Technical information
- Licensing authority: FCC
- Facility ID: 24246
- Class: D
- Power: 1,000 watts (day); 77 watts (night);
- Transmitter coordinates: 32°22′35″N 95°15′55″W﻿ / ﻿32.37639°N 95.26528°W
- Translator: See § Translator

Links
- Public license information: Public file; LMS;
- Webcast: Listen live
- Website: kgld.org

= KGLD =

KGLD (1330 AM) is a commercial radio station licensed to Tyler, Texas, United States, paired with an FM translator, serving the Tyler-Longview market with a Gospel music format. The station is currently owned by Salt of the Earth Broadcasting.

==Translator==

Broadcast translator for KGLD
| Call sign | Frequency | City of license | FID | ERP (W) | HAAT | Class | FCC info | Notes |
|---|---|---|---|---|---|---|---|---|
| K285GY | 104.9 FM | Tyler, Texas | 156351 | 250 | 81 m (266 ft) | D | LMS | First air date: February 7, 2017 |

==History==
KDOK began broadcasting activities on February 16, 1956 as the original Top 40 station in Tyler, owned by Buford Broadcasting, and co-owned and operated with KLTV television. In 1965, Buford Broadcasting sold 1330 KDOK to the owners of KZAK-FM, who desired an AM outlet for their country and western format. As a result, the Top 40 format was dropped on 1330 after 9 years, as it flipped formats to country music, mostly simulcasting the FM, and obtaining new call letters KZAK in the process.

"K-Zak" featured several East Texas legends such as Hoss Huggins over the 12 years it programmed country music.

The format would continue on the FM until 1979, when the stations became KTYL, featuring a beautiful music format.

On May 18, 1990, 1330 returned to its heritage KDOK call, and also returning to a 1950s and 1960s Oldies format, which featured many of the same hits of the era that KDOK had originally played in its initial Top 40 days.

On August 24, 1993 the call letters were changed to the current KGLD. Standing for "K-GOLD", the station continued to air a "golden oldies" format, featuring hits from the 50s and 60s.
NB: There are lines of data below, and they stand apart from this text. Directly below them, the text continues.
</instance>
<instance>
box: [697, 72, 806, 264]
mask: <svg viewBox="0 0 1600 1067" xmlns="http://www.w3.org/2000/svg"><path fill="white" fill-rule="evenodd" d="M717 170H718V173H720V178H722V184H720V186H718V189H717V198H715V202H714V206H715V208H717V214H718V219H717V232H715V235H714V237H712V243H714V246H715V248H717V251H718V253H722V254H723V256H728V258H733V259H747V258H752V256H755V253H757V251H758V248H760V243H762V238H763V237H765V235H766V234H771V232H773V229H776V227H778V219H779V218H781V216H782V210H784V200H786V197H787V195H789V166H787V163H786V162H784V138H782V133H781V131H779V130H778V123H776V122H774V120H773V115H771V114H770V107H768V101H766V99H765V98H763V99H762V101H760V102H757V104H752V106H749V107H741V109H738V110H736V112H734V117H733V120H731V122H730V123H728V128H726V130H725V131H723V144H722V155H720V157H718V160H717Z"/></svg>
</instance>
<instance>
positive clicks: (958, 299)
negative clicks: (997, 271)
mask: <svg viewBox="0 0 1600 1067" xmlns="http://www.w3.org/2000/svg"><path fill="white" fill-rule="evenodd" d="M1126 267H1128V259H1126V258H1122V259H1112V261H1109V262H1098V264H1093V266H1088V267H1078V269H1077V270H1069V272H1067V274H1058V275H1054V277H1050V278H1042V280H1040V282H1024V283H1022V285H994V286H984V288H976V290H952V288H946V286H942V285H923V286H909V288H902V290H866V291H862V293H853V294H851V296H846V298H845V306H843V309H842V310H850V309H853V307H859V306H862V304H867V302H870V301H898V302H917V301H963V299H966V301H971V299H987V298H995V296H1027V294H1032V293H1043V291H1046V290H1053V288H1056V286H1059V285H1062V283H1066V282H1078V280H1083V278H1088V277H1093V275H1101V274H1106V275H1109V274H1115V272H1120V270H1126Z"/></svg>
Today, KGLD is a part of the Martin Broadcasting family of Gospel formatted stations across the State of Texas. It is co-owned with stations in San Antonio, Baytown, and Conroe, Texas. KGLD currently airs Gospel programming independently and in conjunction with its sister station, the Salt of the Earth Broadcasting flagship, KWWJ Baytown.